8. Please make graphs to augment the result analysis.

9. References are too old, please add some latest references.

Reviewer #2: The manuscript presents the analysis of mobile health application market and use machine learning models to predict the download behavior of these apps. Following are points which needs to be considered:

1. The machine learning models used in the study are supervised learning algorithms. How the authors labeled the data, for the models?

2. What kind of metrics/ qualitative parameters have been extracted from the raw data to feed into the machine learning model for prediction?

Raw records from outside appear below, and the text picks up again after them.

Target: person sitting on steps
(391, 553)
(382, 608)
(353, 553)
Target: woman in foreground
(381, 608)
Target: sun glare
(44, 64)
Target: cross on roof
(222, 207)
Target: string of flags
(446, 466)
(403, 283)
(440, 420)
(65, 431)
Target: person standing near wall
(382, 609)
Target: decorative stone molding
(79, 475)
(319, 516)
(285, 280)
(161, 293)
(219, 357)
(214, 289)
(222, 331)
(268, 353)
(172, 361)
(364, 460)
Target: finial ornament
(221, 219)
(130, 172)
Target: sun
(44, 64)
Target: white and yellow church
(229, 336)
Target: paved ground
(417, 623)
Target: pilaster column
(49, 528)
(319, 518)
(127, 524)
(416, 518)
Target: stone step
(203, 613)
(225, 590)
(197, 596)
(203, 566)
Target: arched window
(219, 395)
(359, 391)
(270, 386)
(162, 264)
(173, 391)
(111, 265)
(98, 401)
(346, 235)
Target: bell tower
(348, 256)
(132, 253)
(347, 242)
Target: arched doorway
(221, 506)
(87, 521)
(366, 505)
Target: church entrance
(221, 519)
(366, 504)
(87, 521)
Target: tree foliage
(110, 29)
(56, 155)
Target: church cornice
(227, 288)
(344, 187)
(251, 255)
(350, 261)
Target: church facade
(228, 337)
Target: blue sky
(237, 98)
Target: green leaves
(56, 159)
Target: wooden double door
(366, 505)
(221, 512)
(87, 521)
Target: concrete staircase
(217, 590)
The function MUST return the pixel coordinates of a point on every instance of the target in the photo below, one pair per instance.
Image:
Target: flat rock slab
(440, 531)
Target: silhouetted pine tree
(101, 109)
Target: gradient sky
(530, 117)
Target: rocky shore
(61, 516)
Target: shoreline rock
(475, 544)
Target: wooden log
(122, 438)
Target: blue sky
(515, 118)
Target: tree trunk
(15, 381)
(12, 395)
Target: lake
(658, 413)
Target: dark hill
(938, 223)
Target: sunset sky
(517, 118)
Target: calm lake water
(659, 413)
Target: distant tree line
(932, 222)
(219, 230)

3. How the authors choose the best factors that influence or effect the download behavior? What was the criteria for choosing the factors?

4. The results and analysis section need some more details.

5. English language needs proper revisions

**********

6. PLOS authors have the option to publish the peer review history of their article (what does this mean?). If published, this will include your full peer review and any attached files.

If you choose “no”, your identity will remain anonymous but your review may still be made public.

Do you want your identity to be public for this peer review? For information about this choice, including consent withdrawal, please see our Privacy Policy.

Reviewer #1: No

Reviewer #2: No

[NOTE: If reviewer comments were submitted as an attachment file, they will be attached to this email and accessible via the submission site. Please log into your account, locate the manuscript record, and check for the action link "View Attachments". If this link does not appear, there are no attachment files.]

While revising your submission, please upload your figure files to the Preflight Analysis and Conversion Engine (PACE) digital diagnostic tool, https://pacev2.apexcovantage.com/. PACE helps ensure that figures meet PLOS requirements. To use PACE, you must first register as a user. Registration is free. Then, login and navigate to the UPLOAD tab, where you will find detailed instructions on how to use the tool. If you encounter any issues or have any questions when using PACE, please email PLOS at figures@plos.org. Please note that Supporting Information files do not need this step.

PLoS One. 2021 Jan 6;16(1):e0244302. doi: 10.1371/journal.pone.0244302.r002

Author response to Decision Letter 0


6 Oct 2020

Reviewer #1: This manuscript presents an investigation on the current landscape of smartphone apps targeting to improve and sustain health and well-being. This study contributes to the current knowledge on m-health application use by reviewing the mobile health applications using content analysis and machine learning algorithms. Although the approach is good, however it require major improvements in order to be considered for acceptance.

1. Overall presentation and structure of the paper is not good, Please consider the following comments:

a. Proper alignment (on right margin) is required.

Author(s): Thank you for highlighting this issue, the text is properly aligned.

b. The manuscript has many uneven-sized paragraphs, some are very small and other are too long. Please be consistent in that and make apparently same size of paragraphs, while not disturbing the flow of concepts.

Author(s): Several improvements were made throughout the text to improve the readability, formatting and paragraph sizes.

c. On page 4. Line no. 14, 16, 18, 20, 22, 24, and page 5, line 1:- Please start sentence with the capital latter for each starting word.

Author(s): Thank you, the problems are corrected.

d. Paper has many punctuation, typo, and grammar mistakes, please proofread it carefully.

Author(s): The paper was proofread by a native speaker to rectify typos and grammar mistakes.

e. Conclusion must be revised. Please write a concise conclusion. Also add future directions. The shortcoming and other relevant details can be added into a separate section of discussion with more details.

Author(s): We have revised the Conclusion and removed the irrelevant section to incorporate related future research directions.

2. Page 9, Line no. 17 and Page 11, line 3 to 11 :- Please provide references to justify your statements.

Author(s): Reference(s) has been amended to the related section(s).

3. Figures are not clear, Please improve image quality and its description in the text must be detailed. Figure 2 is not acceptable, please redraw it.

Author(s): The figure has been completely changed and redrawn.

4. Please give more details to improve proposed methodology for reader’s understanding. You may add a proposed Algorithm/ flow chart for the ease of the readers.

Author(s) An overall model has been added as Figure 2 to be clearer about the model used in the analysis. Moreover, more details on the analysis method and the algorithms are amended into the paper.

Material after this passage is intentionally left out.